L’ami. Tu as raison.

Socr. Mais peut-être Thucydide était-il un homme de rien, qui n’avait d’amis ni dans Athènes ni chez nos alliés ? Au contraire, il était d’une grande maison, il avait un grand crédit dans toute la ville et dans la Grèce entière. De sorte que si la vertu s’enseignait, il aurait pu trouver, soit parmi ses concitoyens, soit parmi les étrangers, un homme capable de rendre ses fils vertueux, si le soin des affaires publiques ne lui en laissait pas à lui-même le loisir. Enfin, mon ami, je crois bien que la vertu ne peut pas s’enseigner.

L’ami. Cela est possible.

Socr. Si la vertu ne peut s’enseigner, il faut donc que les gens de bien le soient naturellement. Peut-être pourrons-nous le découvrir. Dis-moi, y a-t-il de bonnes natures de chevaux ?

L’ami. Oui, il y en a.

Socr.
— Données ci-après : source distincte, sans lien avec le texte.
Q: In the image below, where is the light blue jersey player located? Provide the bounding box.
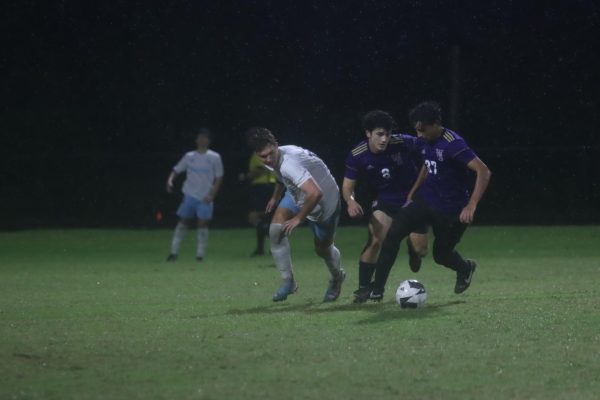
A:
[245,127,346,302]
[166,128,224,261]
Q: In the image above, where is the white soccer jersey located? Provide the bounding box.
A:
[173,149,224,201]
[272,145,339,221]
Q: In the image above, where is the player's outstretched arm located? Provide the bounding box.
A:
[281,178,322,235]
[266,182,285,213]
[342,178,363,218]
[460,157,492,224]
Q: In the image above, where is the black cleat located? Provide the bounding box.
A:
[369,288,384,302]
[353,284,373,304]
[196,256,204,262]
[455,260,477,294]
[407,239,422,273]
[166,254,177,262]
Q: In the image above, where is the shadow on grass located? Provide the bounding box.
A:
[224,299,467,323]
[355,300,467,324]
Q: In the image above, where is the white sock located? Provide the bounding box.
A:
[317,244,342,279]
[269,224,293,281]
[170,222,187,255]
[196,228,209,258]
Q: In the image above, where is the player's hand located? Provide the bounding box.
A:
[203,194,214,203]
[166,181,174,193]
[281,216,301,236]
[265,197,278,213]
[347,200,363,218]
[459,203,477,224]
[402,199,413,208]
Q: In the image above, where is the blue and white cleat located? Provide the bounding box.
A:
[272,279,298,302]
[323,268,346,302]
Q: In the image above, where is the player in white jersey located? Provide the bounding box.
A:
[245,127,346,302]
[166,128,224,261]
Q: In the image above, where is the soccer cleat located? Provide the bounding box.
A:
[323,269,346,302]
[407,239,422,273]
[455,259,477,294]
[353,284,373,304]
[272,279,298,302]
[196,256,204,261]
[369,287,384,302]
[166,254,177,262]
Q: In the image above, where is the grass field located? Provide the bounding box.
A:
[1,226,600,400]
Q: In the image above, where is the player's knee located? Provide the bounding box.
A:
[314,241,333,258]
[269,223,284,244]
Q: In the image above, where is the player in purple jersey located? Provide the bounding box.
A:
[371,102,491,299]
[342,110,429,303]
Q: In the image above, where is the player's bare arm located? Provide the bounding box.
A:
[281,178,322,235]
[266,182,285,213]
[204,176,223,203]
[342,178,363,218]
[460,157,492,224]
[406,165,428,204]
[166,170,179,193]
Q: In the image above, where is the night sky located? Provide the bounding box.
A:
[2,1,599,228]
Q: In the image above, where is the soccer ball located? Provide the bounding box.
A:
[396,279,427,308]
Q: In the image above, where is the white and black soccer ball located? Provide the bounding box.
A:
[396,279,427,308]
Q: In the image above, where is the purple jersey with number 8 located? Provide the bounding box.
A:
[344,133,422,207]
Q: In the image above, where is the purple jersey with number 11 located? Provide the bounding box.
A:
[418,129,477,214]
[344,133,421,207]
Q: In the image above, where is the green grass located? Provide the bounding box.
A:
[1,226,600,400]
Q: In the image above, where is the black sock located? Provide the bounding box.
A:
[438,250,468,272]
[373,237,402,292]
[358,261,376,287]
[255,223,265,252]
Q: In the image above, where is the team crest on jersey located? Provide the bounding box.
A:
[391,153,403,165]
[436,149,444,161]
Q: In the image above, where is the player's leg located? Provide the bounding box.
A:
[354,210,393,302]
[430,213,475,293]
[311,202,345,302]
[407,227,428,272]
[371,200,429,299]
[248,210,266,256]
[168,195,197,261]
[270,193,299,301]
[194,200,214,261]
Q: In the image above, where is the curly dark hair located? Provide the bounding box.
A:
[361,110,396,132]
[245,127,278,151]
[409,101,442,126]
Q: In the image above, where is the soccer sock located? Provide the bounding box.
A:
[316,245,342,279]
[435,250,468,272]
[196,228,209,258]
[170,222,187,255]
[358,261,376,287]
[373,236,402,292]
[269,224,293,281]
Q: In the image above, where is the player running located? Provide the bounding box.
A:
[246,127,346,302]
[343,110,428,303]
[166,128,224,261]
[371,102,491,299]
Mais il y a des hommes qui possèdent l’art de distinguer les bonnes natures de chevaux, tant à l’égard du corps pour la course qu’à l’égard du caractère, c’est-à-dire de leur courage et de leur mollesse.

L’ami. Oui.

Socr. Quel est cet art, quel nom lui donne-t-on ?

L’ami. L’art de l’écuyer.

Socr. Et pour les chiens, n’y a-t-il pas un art pareil de distinguer les bonnes natures des mauvaises ?

L’ami. Il y en a un.

Socr. Et lequel ?

L’ami. La cynégétique.

Socr. Nous avons aussi des gens qui essayent l’or et l’argent et en discernent la qualité.